Ce Rwandais de 71 ans résidant en France était accusé de crime de génocide et de crime de guerre pour avoir, en tant que coauteur, tué un nombre indéterminé de personnes, dont treize ont été identifiées, et tenté de tuer trois personnes. Les faits s'étaient produits au Rwanda en 1994, durant le génocide des Tutsis et le conflit armé qui a opposé les Forces Armées Rwandaises (FAR) et le Front Patriotique Rwandais (FPR).

Commanditaire de meurtres

Fabien Neretse était plus précisément accusé d'avoir dénoncé, le 9 avril 1994 à Kigali, plusieurs personnes d'origine tutsie dans son voisinage du quartier Nyamirambo. Elles avaient été abattues par des militaires. Parmi les victimes figuraient des membres de la famille Sisi, des membres de la famille Gakwaya ainsi qu'une Belge, Claire Beckers, son mari, Isaïe Bucyana, et leur fille Katia.

Il était aussi accusé d'avoir commandité des meurtres, dont ceux des dénommés Joseph Mpendwanzi et Anastase Nzamwita, en mai et juin 1994, du côté de Mataba, son village natal au Nord-Ouest du Rwanda, où il s'était installé dès la mi-avril 1994. Selon l'accusation, Fabien Neretse avait créé, entretenu et financé une milice d'Interahamwe avec les gardiens de l'école ACEDI-Mataba, qu'il avait lui-même fondée en 1989. Cette milice aurait ensuite commis de nombreux meurtres de Tutsis et de Hutus modérés.

Concernant la dénonciation à Kigali, les jurés retiennent dans la motivation de leur verdict que Fabien Neretse a changé de version à plusieurs reprises. «Il a déclaré dans un premier temps qu'il n'avait rien vu des préparatifs de départ de ses voisins, déclarant qu'il était confiné chez lui. Mais il a dit ensuite qu'il avait été au courant d'un premier déplacement d'Ernest Gakwaya et de ses enfants», retiennent-ils.

"Un bienfaiteur"

Concernant les crimes commis dans les environs de Mataba, en préfecture de Ruhengeri et de Gitarama, dans le Nord-Ouest du Rwanda, les jurés relèvent que Fabien Neretse possédait là-bas une certaine aura. «Il était considéré comme un bienfaiteur pour avoir construit une école et un centre de santé et comme le relais avec l'autorité». Les jurés établissent par ailleurs que Fabien Neretse «savait pertinemment bien que les gardiens de l'école participaient à des attaques dans les collines», ces hommes qui «étaient logés dans des maisonnettes sur sa parcelle».
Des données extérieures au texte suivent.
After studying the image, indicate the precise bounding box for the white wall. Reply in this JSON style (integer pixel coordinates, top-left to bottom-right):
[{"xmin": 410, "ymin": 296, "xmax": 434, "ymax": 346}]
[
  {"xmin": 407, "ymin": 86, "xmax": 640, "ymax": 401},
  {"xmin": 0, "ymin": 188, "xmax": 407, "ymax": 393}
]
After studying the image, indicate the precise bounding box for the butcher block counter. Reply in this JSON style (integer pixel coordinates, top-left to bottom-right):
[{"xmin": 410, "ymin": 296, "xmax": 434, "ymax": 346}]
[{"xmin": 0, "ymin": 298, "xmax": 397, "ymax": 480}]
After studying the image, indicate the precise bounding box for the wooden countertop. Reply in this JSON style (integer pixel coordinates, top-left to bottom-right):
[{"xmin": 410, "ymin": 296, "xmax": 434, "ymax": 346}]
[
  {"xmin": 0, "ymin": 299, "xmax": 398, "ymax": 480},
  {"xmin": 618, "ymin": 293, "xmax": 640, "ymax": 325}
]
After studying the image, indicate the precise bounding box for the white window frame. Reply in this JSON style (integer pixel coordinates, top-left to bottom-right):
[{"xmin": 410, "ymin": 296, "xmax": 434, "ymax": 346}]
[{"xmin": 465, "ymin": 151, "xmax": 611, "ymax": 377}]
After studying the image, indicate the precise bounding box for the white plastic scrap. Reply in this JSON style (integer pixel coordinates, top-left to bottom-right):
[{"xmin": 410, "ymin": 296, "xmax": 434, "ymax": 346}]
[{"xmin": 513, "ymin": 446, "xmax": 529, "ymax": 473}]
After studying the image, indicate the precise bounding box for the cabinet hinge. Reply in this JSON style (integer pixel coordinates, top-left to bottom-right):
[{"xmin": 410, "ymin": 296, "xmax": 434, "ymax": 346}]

Les jurés insistent sur le meurtre de Joseph Mpendwanzi, tué par ces miliciens Interahamwe, le 19 juin 1994 près de Muvumba (Préfecture de Gitarama). Cet opposant politique Hutu avait été enlevé par les Interahamwe, ligoté puis emmené dans un «pick-up» conduit par Fabien Neretse. Ils établissent que la version de l'accusé selon laquelle son véhicule avait été réquisitionné par ces hommes et qu'il avait tenté de sauver Joseph Mpendwanzi était «invraisemblable».

Enfin, quant au crime de génocide, les jurés estiment qu'il ressort à suffisance de différents éléments, à commencer par le fait que Fabien Neretse n'avait pas été évincé, comme il le disait, du parti MRND au pouvoir. «Son départ de l'OCIR-Café [Office gérant la vente et l'exportation de café, où il était directeur jusqu'en 1992] résultait des accusations de malversations dont il faisait l'objet, commises lorsqu'il travaillait au projet GBK», établit la décision, précisant que son éviction était donc une forme de protection.

"Il faut poursuivre la traque"

Les jurés retiennent aussi que deux témoins ont affirmé que Fabien Neretse avait reçu chez lui à plusieurs reprises Froduald Karamira, qui a été reconnu coupable d'être l'un des organisateurs du génocide au Rwanda. Ils prennent également en considération des propos que Fabien Neretse avait tenus selon des témoins, «propos traduisant son intention génocidaire», à savoir notamment: «il faut poursuivre la traque des Tutsis jusque dans les collines», et des instructions aux Interahamwe selon lesquelles il ne fallait pas «s'épuiser à creuser des trous» mais «conduire les Tutsis tués à la rivière Nyabarongo».

Ils tiennent compte encore du fait que Fabien Neretse avait continué «à entretenir des contacts avec le gouvernement génocidaire en exil» et qu'il a «changé de nom en arrivant en France, vraisemblablement pour échapper à toutes poursuites».